Open http://localhost:3000/
in your browser. Open dev tools as well so that you can see the console and inspect the requests.
The default API endpoint will be the same origin. Press the Send Ajax Button and the response will be shown.
Now change the API Endpoint to the "Other Origin" (port 4000) and try pressing the button again.
You'll notice that the request fails due to CORS.
You can inspect the request headers within the network tab of the browser devtools and you should see that, at first, an OPTIONS
method request is made to the other server. This is called the pre-flight
request.
Click the link to switch to the other server. And again switch the API endpoint to the other server (3000). Press the button to send the api request and notice that this now succeeds.
The pre-flight
request will send an OPTIONS
method request to the same endpoint - headers and data not included. The server is then able to respond back with headers which determine the:
- Origins,
- Headers, and
- Methods
that are allowed at the requested URL.
If the request that is being requested matches this response then the browser will continue...BUT...the server response must also contain the same CORS headers in the response. This can be tested by commenting out line 58 in server.js.

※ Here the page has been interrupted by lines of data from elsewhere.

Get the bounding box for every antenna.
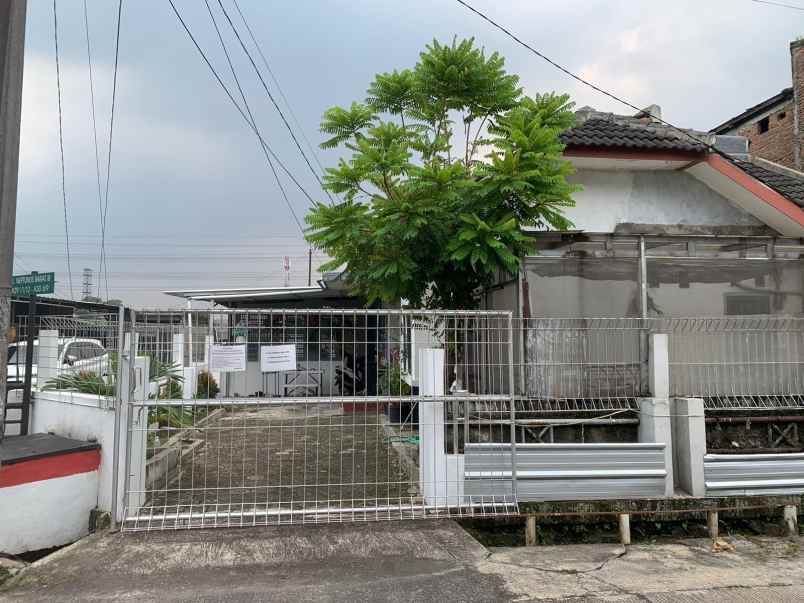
[81,268,92,301]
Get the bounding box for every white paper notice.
[209,344,246,373]
[260,344,296,373]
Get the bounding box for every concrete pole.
[0,0,27,441]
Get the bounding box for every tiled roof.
[561,107,804,207]
[561,110,706,152]
[734,160,804,207]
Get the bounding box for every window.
[723,293,772,316]
[647,258,804,317]
[8,343,39,364]
[525,258,639,318]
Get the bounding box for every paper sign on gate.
[209,344,246,373]
[260,344,296,373]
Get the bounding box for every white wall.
[0,471,98,555]
[566,170,761,232]
[31,391,114,511]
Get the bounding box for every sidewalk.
[0,521,804,603]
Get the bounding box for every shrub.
[195,371,220,400]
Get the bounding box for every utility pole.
[0,0,27,441]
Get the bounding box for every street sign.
[11,272,56,297]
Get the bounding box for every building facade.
[711,40,804,170]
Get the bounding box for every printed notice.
[260,344,296,373]
[209,344,246,373]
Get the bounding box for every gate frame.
[112,306,518,531]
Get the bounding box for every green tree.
[306,39,576,308]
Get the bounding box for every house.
[711,40,804,170]
[484,104,804,318]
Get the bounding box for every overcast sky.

Within the code we create a simple CORS middleware to set the relevant CORS headers:
function cors(req,res,next){
res.header('Access-Control-Allow-Origin', '*');
res.header('Access-Control-Allow-Methods', 'GET,PUT,POST,DELETE,OPTIONS');
res.header('Access-Control-Allow-Headers', 'Content-Type, sso-token, Content-Length, X-Requested-With');
next()
}
This is then utilised within the relevant routes. Firstly we mount the actual pre-flight request OPTIONS
method.
// Mount the pre-flight request
if(corsEnabled){
app.options("/api", cors, function(req, res, next){
console.log("OPTIONS route:",req.headers)
res.sendStatus(200);
});
}
Then we include the CORS middelware on the actual API endpoint.
// API endpoint
app.get("/api",
ensureAuth,
/*
This is key here, without sending the CORS headers the response will still fail.
Based upon what is passed into the server we use the CORS middleware or just a passthrough
*/
(corsEnabled)?cors:(req,res,next)=>next(),
function(req,res){
console.log("GET route:",req.headers)
res.status(200).json({"success": true, rowData: [{id: 1, name: 'test'}]})
}
)
- The above is a fairly verbose version of what is required. There are middleware packages available.
- I've added in a custom header (
sso-token
) into the reqeust to the server. This is merely to assist with showing that headers may not necessarily be passed to the options route in the pre-flight request. - The
fetch
API does not handle the request failure due to CORS like a 400/500 response. It will throw an error which must be handled and hence no link back to the original response object to get things like the the status code etc.